La testa è caratterizzata dalla gran parte del corpo cellulare e contiene il nucleo marcatamente eucromatinico. In posizione apicale è presente un organulo caratteristico di queste cellule, l’acrosoma, dotato di membrane proprie e ricco di enzimi litici. Nel collo si concentrano i centrioli, mentre la coda o flagello permette motilità alla cellula.

Il flagello è suddivido in tre regioni: il tratto intermedio, in cui i mitocondri formano una guaina intorno all’assonema separata da quest’ultimo da un’ulteriore guaina di spesse fibre proteiche; un tratto principale, in cui si aggiunge un ulteriore guaina fibrosa mentre le fibre spesse si assottigliano fino a scomparire del tutto; nel tratto terminale anche questa seconda guaina svanisce e l’assonema rimane ricoperto unicamente dalla membrana plasmatica.

L’assonema è la struttura portante del flagello ed è costituito da dieci coppie di microtubuli, una centrale e  nove periferiche.
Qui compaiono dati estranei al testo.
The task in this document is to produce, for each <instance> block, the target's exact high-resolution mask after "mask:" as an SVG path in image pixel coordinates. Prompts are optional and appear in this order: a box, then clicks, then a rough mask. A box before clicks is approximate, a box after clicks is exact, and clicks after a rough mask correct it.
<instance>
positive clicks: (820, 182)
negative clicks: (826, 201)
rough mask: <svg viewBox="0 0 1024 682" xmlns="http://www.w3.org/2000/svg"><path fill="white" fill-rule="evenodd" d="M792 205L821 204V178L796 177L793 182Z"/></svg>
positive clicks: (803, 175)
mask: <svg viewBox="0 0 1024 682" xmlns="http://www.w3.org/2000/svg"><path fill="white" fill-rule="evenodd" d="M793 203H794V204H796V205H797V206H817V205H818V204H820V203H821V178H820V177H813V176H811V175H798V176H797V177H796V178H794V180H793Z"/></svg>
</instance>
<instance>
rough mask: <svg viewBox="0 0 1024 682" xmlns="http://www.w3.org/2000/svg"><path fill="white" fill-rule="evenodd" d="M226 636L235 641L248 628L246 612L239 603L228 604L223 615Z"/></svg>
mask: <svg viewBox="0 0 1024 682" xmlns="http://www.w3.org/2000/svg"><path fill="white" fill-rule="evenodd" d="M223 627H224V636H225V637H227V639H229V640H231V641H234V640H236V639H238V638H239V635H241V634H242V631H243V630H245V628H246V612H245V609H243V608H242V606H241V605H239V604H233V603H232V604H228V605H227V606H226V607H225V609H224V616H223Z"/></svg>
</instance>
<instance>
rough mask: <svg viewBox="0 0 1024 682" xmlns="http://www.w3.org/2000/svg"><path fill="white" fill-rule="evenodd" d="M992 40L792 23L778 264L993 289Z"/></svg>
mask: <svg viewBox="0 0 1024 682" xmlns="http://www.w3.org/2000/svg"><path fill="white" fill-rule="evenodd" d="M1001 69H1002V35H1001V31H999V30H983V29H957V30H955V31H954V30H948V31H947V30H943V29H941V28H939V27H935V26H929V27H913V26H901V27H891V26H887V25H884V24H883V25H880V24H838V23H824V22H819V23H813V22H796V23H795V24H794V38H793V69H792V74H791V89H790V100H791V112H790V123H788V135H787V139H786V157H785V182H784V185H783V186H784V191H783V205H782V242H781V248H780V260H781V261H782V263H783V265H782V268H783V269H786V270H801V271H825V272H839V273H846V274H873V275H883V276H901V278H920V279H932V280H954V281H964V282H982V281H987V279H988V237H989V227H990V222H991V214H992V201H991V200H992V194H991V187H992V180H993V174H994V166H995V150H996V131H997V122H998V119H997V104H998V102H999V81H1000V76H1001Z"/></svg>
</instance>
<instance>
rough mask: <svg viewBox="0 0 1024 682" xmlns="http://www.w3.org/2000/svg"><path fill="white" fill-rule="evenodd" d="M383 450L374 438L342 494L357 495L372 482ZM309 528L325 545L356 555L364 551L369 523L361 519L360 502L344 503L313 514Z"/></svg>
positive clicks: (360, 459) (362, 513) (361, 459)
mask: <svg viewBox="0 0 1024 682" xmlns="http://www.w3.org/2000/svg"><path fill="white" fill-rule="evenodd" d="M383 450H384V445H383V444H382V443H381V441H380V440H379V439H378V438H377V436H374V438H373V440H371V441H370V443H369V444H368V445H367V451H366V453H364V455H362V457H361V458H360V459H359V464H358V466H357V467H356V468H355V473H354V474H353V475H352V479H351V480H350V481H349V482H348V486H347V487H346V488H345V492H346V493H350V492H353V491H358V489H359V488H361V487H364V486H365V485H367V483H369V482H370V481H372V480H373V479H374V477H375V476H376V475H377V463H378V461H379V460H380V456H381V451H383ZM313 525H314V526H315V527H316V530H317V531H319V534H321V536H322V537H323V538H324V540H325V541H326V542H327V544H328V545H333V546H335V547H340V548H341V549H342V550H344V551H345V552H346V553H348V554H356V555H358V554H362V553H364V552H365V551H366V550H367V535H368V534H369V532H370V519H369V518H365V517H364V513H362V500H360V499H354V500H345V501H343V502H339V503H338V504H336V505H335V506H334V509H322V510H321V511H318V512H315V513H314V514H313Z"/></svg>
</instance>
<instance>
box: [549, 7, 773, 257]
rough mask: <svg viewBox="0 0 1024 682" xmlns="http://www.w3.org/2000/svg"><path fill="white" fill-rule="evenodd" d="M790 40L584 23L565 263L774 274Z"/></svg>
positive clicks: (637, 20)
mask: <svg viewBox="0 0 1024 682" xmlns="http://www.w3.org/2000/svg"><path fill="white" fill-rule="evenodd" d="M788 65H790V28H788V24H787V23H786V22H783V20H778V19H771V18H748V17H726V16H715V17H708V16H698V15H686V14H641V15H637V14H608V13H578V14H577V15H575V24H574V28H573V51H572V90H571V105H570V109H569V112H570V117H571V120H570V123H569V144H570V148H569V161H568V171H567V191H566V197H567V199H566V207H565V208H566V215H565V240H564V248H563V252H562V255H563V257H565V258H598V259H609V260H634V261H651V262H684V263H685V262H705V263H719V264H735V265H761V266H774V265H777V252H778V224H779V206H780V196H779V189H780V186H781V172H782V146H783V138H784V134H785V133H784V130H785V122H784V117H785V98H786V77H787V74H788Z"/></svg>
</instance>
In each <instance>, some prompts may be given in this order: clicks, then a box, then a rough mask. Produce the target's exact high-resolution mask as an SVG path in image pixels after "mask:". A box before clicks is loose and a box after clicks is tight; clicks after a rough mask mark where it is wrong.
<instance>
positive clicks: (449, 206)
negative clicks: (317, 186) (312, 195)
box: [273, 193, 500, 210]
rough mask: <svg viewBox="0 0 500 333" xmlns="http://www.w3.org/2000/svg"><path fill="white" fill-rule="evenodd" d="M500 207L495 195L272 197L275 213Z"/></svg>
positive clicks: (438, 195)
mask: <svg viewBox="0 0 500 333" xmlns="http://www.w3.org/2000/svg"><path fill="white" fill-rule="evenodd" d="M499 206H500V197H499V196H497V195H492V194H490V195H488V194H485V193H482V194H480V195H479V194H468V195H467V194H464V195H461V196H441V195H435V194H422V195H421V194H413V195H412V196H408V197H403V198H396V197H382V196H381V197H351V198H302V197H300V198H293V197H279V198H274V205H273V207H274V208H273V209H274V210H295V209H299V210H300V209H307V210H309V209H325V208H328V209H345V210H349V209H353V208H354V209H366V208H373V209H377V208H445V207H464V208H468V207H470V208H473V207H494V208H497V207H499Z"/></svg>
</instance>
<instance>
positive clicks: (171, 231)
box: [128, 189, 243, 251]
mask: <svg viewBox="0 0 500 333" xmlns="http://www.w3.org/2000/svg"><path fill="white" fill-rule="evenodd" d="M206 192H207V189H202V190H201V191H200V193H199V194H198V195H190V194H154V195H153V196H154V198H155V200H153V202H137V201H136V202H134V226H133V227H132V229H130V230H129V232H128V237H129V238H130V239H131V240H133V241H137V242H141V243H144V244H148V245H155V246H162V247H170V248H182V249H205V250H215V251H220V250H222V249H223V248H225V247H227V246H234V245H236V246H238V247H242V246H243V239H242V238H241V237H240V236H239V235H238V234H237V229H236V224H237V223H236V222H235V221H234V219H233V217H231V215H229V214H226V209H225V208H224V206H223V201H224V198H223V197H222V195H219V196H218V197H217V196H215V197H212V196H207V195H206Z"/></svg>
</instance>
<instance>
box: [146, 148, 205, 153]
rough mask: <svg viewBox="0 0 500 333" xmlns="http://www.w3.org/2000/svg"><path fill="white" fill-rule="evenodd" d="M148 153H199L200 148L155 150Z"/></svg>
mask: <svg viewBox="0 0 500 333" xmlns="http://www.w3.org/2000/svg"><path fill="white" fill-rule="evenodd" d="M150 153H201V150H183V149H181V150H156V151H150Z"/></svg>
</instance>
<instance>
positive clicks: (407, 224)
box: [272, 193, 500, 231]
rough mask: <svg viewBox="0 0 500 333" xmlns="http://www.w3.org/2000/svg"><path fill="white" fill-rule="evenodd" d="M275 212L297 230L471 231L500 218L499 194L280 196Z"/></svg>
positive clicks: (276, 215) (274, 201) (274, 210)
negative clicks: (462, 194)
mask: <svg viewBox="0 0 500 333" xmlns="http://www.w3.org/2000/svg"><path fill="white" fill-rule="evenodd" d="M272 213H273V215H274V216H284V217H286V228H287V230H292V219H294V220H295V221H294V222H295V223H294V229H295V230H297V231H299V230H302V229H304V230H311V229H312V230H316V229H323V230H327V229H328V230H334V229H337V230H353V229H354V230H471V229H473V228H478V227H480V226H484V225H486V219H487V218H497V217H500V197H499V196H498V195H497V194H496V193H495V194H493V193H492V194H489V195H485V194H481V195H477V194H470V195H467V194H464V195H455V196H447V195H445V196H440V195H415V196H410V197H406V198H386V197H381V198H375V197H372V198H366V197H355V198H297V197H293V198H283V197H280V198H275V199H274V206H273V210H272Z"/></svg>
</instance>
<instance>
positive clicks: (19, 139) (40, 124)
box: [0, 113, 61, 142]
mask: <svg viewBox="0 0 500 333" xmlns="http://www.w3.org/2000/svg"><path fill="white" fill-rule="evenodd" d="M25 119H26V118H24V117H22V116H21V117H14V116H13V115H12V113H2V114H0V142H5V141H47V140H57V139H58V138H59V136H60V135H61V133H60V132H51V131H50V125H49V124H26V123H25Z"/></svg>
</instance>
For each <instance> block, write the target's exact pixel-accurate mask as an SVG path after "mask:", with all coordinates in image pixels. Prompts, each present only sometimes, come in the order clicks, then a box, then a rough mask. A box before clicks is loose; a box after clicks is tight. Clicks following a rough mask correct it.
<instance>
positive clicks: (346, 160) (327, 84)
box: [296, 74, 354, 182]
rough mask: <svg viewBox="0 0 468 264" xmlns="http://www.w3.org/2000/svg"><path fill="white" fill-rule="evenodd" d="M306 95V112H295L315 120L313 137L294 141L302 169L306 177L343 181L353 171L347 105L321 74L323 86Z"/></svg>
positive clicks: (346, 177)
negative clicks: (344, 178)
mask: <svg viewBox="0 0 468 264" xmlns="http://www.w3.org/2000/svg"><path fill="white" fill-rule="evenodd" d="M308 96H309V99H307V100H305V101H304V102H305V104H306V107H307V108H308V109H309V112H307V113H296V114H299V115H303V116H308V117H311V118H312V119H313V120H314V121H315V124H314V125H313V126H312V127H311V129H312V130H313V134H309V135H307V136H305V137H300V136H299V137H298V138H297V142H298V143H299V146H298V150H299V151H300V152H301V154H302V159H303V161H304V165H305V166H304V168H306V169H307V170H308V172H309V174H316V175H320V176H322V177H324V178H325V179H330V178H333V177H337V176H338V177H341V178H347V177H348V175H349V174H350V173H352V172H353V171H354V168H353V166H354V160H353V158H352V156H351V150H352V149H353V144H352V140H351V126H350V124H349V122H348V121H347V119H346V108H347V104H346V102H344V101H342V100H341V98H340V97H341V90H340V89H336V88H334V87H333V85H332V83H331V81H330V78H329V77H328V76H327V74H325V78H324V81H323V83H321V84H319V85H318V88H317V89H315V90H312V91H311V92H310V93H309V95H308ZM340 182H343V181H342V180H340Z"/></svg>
La coppia di tubuli centrali è dotata di parete completa mentre quelli periferici presentano un tubulo completo ed un altro incompleto.

Struttura di uno spermatozoo

Figura 3: Struttura di uno spermatozoo.

Ovogenesi

Differentemente rispetto alle cellule germinali maschili, gli Ovogoni affrontano tutte le fasi di divisione cellulare durante la fase di sviluppo embrionale.

Dopo la nascita non vi saranno ulteriori divisioni e quindi il numero di cellule germinali a disposizione dell’organismo dipende dalla quantità di divisioni avvenute nella fase fetale. Tuttavia lo sviluppo e la differenziazione delle cellule non avviene interamente nella fase embrionale, ma si arresta in corrispondenza della Profase I che segue il differenziamento dell’ovogonio in ovocita primario e la duplicazione del DNA. Dopo la nascita l’ovocita completa la Profase I e entra in uno stato di quiescenza che arriva fino alla pubertà.

La prima divisione meiotica avviene immediatamente prima dell’ovulazione, realizzando una sincronia tra la maturazione dei follicoli  quella degli ovociti che è sotto il controllo di uno stimolo ormonale. Solo in conseguenza della fecondazione avviene anche la seconda divisione meiotica e il completamento della maturazione.

La cellula uovo

In corrispondenza della prima divisione meiotica si realizza un processo di accrescimento della cellula detto auxocitosi, nel quale il nucleo aumenta il proprio volume.

Nel nucleo, il DNA è in fase trascrizionale e l’ambiente intranucleare è in contatto diretto con il citoplasma grazie all’esistenza di numerosi pori transmembrana.

I mitocondri, grandi e numerosi, sono concentrati in una regione associata alla membrana nucleare la quale forma, mediante proiezioni sottili, delle strutture dette lamelle annulate a cui si associano i ribosomi. Si genera il plasma germinale che avrà un ruolo determinante nella definizione del destino dei blastomeri che, incamerandola, si differenzieranno nella linea germinale.